Python List Comprehension: Using "if" Statement on Result of the Comprehension

Question

Can you filter a list comprehension based on the result of the transformation in the comprehension?

For example, suppose you want to strip each string in a list, and remove strings that are just whitespace. I could easily do the following:

filter(None, [x.strip() for x in str_list])

But that iterates over the list twice. Alternatively you could do the following:

[x.strip() for x in str_list if x.strip()]

But that implementation performs strip twice. I could also use a generator:

for x in str_list:
   x = x.strip()
   if x:
      yield x

But now that's a bunch of lines of code. Is there any way of doing the above (1) only iterating once; (2) only performing the transformation once; and (3) in a single list comprehension? The example above is a toy example, but I'd like to do this with longer lists and non-trivial transforms.

Update: I'm using Python 2.7.X, and prefer answers in that, but if Python 3 has some new features that make this easy, I'd be happy to learn about them as well.

Answer 1

Don't pass a list to filter, pass a generator expression, and it will only be iterated once:

filter(None, (x.strip() for x in str_list))

This is exactly the same idea as using a nested generator like

[y for y in (x.strip() for x in str_list) if y]

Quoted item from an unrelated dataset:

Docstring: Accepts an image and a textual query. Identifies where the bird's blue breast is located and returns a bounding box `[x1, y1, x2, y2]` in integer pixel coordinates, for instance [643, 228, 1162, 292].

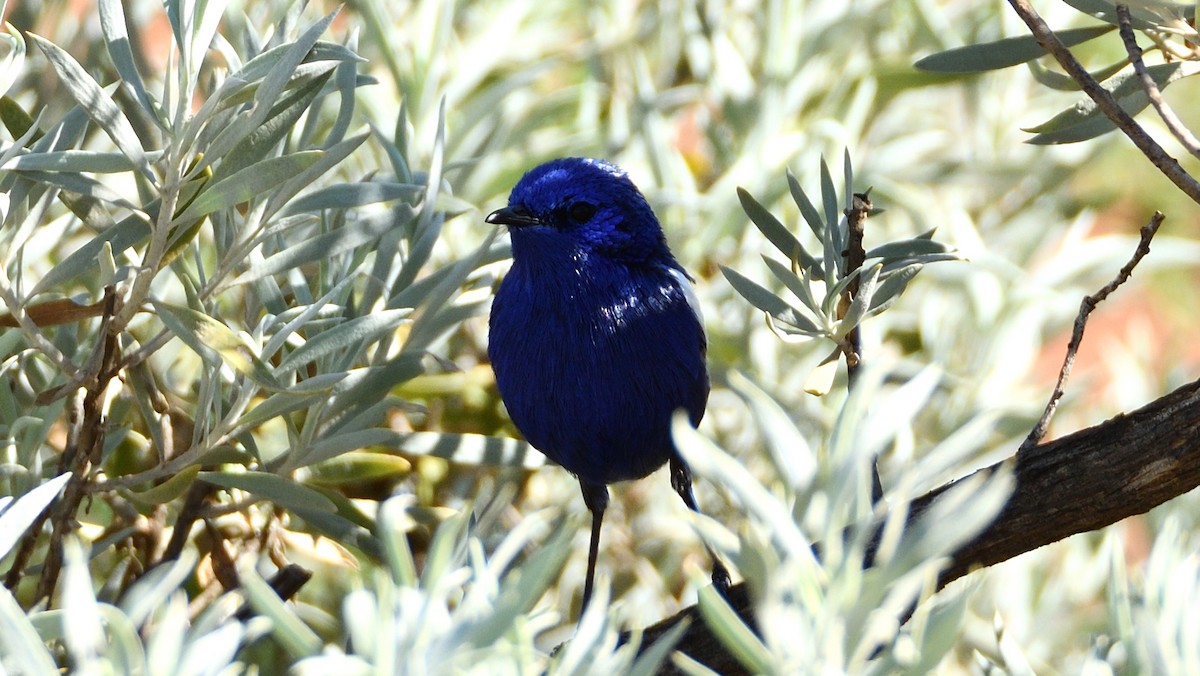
[488, 241, 708, 484]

Both cases rely on the lazy evaluation of generators: each element of str_list will be processed exactly once, when the corresponding output element is created. No intermediate lists will be made.

The comprehension approach is nice for small one-shot transformations like these. Even the simple example here, which filters after the transformation, is pushing the limits of readability in my opinion. With any non-trivial sequence of transformations and filters, I would recommend using a for loop.